When you get into the nitty-gritty of storyboarding and imagery, you can build symmetry into your video with visual and aural symbolism, such as the way Stranger Things uses lights across several episodes, or similar sounds to transport viewers from scene to scene.
The script is also very important to symmetry, and should reflect the build-up, climax and conclusion of each arc in terms of the tone and nature of the conversations and action taking place.
Also, sometimes what isn’t said on camera is just as meaningful as what is communicated directly to the audience. For example, whatever Bill Murray whispers to Scarlett Johansson at the end of Lost in Translation is one of the most powerful moments in that film, but utterly unintelligible.
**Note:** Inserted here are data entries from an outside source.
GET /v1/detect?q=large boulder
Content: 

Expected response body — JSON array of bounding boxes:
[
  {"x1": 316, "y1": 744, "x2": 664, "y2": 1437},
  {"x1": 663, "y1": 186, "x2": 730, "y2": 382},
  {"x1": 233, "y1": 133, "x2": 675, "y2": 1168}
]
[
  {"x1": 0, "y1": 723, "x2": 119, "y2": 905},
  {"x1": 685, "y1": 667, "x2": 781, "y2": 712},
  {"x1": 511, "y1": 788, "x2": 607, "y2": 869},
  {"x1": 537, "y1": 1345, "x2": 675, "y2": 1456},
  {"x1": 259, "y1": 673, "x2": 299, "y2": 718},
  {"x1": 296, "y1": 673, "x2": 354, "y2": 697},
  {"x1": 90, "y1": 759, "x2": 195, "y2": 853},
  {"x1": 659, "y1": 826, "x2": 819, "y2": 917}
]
Once you have gone through your story line and script for symmetry, consider whether or not a particular pattern might emerge. Patterns can be created by rotating through characters, locations, narratives, tempos, or jumping forward or backwards in time.
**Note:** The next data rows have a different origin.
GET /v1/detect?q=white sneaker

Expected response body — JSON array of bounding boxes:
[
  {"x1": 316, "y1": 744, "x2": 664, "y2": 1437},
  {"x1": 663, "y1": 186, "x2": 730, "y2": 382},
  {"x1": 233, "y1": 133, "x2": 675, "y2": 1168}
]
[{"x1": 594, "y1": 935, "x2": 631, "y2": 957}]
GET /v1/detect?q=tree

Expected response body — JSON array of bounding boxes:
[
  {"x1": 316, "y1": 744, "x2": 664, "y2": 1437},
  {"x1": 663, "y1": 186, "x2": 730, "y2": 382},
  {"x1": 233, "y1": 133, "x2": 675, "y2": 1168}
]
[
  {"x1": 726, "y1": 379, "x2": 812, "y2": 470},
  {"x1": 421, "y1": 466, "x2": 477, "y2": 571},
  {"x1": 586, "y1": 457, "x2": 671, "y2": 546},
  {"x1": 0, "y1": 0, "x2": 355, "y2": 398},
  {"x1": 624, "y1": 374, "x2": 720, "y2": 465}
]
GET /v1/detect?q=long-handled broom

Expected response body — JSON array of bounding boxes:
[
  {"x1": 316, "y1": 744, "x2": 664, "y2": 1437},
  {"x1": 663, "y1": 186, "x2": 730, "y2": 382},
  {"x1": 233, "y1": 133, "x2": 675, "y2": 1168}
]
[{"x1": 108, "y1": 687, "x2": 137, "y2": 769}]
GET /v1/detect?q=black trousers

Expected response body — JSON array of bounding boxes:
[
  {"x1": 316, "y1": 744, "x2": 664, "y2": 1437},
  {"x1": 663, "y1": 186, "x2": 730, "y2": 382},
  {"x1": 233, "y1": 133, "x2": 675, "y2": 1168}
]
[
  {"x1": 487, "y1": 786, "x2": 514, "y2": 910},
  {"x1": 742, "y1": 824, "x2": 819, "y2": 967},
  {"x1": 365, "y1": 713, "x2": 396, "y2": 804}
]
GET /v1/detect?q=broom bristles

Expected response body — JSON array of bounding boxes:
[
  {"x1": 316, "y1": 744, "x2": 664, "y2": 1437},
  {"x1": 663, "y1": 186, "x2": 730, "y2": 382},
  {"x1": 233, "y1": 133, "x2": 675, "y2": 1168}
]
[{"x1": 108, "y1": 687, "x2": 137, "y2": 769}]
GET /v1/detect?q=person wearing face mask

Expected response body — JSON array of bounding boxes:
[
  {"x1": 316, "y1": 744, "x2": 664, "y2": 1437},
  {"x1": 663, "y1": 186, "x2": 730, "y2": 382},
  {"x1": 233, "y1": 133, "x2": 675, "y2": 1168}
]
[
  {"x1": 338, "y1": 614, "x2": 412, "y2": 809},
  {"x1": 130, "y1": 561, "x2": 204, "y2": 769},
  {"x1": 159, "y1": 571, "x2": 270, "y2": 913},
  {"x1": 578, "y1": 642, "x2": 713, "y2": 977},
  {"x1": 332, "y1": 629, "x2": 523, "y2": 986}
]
Patterns can also be embellished for viewers with music, types of lighting, colors, or the way certain shots are framed. As a really classic example, think of how Jaws used music to establish a pattern (music = shark), the shock that resulted when that pattern was broken, and the lingering suspense the audience experienced knowing the music no longer reliably signaled the presence of the shark.
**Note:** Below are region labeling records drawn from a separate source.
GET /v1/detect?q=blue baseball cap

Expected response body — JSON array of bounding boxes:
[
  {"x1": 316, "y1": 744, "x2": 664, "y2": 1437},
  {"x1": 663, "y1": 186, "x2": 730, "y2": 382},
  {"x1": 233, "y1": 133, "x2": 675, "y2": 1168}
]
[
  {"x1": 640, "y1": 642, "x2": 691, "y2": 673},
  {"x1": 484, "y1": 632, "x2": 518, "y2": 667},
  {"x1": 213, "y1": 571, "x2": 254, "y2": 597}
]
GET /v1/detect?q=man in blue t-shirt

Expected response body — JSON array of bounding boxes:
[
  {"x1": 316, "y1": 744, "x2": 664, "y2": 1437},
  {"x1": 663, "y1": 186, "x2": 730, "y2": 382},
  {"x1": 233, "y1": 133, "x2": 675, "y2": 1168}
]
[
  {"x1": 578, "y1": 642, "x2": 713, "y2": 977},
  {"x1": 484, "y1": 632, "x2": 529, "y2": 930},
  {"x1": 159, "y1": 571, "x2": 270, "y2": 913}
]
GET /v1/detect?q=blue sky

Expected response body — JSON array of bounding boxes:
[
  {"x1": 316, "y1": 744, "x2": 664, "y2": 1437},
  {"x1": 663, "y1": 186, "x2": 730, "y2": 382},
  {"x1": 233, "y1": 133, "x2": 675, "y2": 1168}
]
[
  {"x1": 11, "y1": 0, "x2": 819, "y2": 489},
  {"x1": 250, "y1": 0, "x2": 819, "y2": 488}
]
The amount of time a camera lingers on a scene has a direct impact on the emotions it will impart to the viewers, and the perceived significance of what’s unfolding on camera. Basically, you’re looking to cut between scenes in a manner that supports the desired pacing of your video, which will ramp up the emotional response your viewers have to a particular scene.
Timing can be easily manipulated to support the pacing of your video. For instance, you might want to use similar quick cuts for action scenes, and long, slow panning shots for characters’ back stories. B-roll footage is also definitely your friend here, since it can add length to scenes, or fill in missing gaps in your pattern.
To really get timing right, consider whether any of your clips contain any dead weight. Think about when a newscaster cuts to someone on location for a live feed, and there’s an awkward pause due to the lag in getting them on the air. That exactly the type of dead weight you want to do away with. If a scene, moment, or clip doesn’t add directly to the plot or the pacing of your film, cut it.
We saved flow for last, because in many cases, it’s best reviewed when your video has largely come together, and you want to check it for any dissonance or irregularities as a whole. The flow of a video is a bit more nebulous than the other factors that contribute to pacing: ultimately, it should just feel right.
One way to analyze the flow of your video is to imagine it having an audible tempo, sort of like a metronome. Is it all over the place, or is there a nearly melodic pattern emerging? Hint: you’re probably aiming for more of a pattern, or at least consistent changes in tempo as the scenes unfold.
Similar to the example from Jaws, you can also grab your audience’s attention by raising or lowering the tempo in a way that directly opposes the nature of the scene. Think of a slow motion fight scene, or the snappy montages interspersed throughout Snatch for relatively boring action, like traveling on an airplane.